Affordable EEG, Actionable Insights: An Open Dataset and Evaluation Framework for Epilepsy Patient Stratification
HM Shadman Tabib, Md. Hasnaen Adil, Ayesha Rahman, Ahmmad Nur Swapnil, Maoyejatun Hasana, Ahmed Hossain Chowdhury, A. B. M. Alim Al Islam
TL;DR
NEUROSKY--EPI provides the first open, single-channel EEG dataset collected in a low-resource setting (25 patients, 2,032 one-second windows from a $Fp1$ forehead electrode) and introduces EmbedCluster, an unsupervised patient-stratification framework that leverages both clinically grounded EEGNet embeddings (pretrained on CHB-MIT) and context-aware autoencoder embeddings trained on NEUROSKY--EPI. The study demonstrates that affordable, consumer-grade EEG can support meaningful patient stratification, achieving about $62.5\%$ clustering accuracy across multiple algorithms, which exceeds chance ($50\%$), and discusses the trade-offs between transfer-learned and locally trained representations. It foregrounds human-centered and ethical considerations—deployability in resource-constrained settings, interpretability for non-specialists, privacy, bias, and inclusivity—while releasing data and code to catalyze interdisciplinary work in health technology, HCI, and ML for equitable epilepsy care. Overall, the work points to a practical path toward scalable, accessible EEG-based stratification that can inform referral, monitoring, and treatment in settings where traditional clinical EEG is unavailable."
Abstract
Access to clinical multi-channel EEG remains limited in many regions worldwide. We present NEUROSKY-EPI, the first open dataset of single-channel, consumer-grade EEG for epilepsy, collected in a South Asian clinical setting along with rich contextual metadata. To explore its utility, we introduce EmbedCluster, a patient-stratification pipeline that transfers representations from EEGNet models trained on clinical data and enriches them with contextual autoencoder embeddings, followed by unsupervised clustering of patients based on EEG patterns. Results show that low-cost, single-channel data can support meaningful stratification.

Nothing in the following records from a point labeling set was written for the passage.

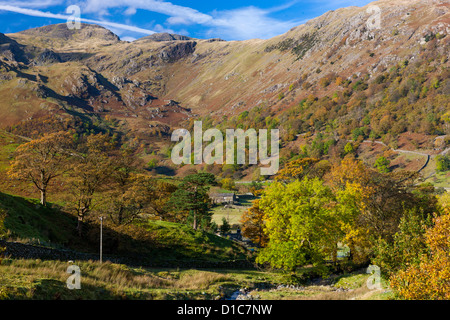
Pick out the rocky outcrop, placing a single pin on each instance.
(62, 32)
(165, 37)
(47, 57)
(177, 51)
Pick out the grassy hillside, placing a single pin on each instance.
(149, 243)
(46, 280)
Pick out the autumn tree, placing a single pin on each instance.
(40, 161)
(253, 224)
(377, 202)
(191, 202)
(91, 172)
(428, 279)
(297, 169)
(301, 222)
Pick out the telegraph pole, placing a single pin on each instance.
(101, 239)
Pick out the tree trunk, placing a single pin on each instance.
(44, 197)
(195, 221)
(80, 226)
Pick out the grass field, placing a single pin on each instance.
(232, 213)
(47, 280)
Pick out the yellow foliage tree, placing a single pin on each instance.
(430, 279)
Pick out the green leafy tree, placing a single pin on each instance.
(191, 202)
(225, 227)
(442, 163)
(301, 224)
(382, 164)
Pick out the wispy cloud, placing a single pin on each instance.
(38, 13)
(238, 24)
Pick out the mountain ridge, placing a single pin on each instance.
(156, 86)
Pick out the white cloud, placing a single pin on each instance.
(37, 13)
(248, 23)
(129, 39)
(238, 24)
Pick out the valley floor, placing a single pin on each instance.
(48, 280)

Beyond algorithmic performance, we emphasize human-centered concerns such as deployability in resource-constrained environments, interpretability for non-specialists, and safeguards for privacy, inclusivity, and bias. By releasing the dataset and code, we aim to catalyze interdisciplinary research across health technology, human-computer interaction, and machine learning, advancing the goal of affordable and actionable EEG-based epilepsy care.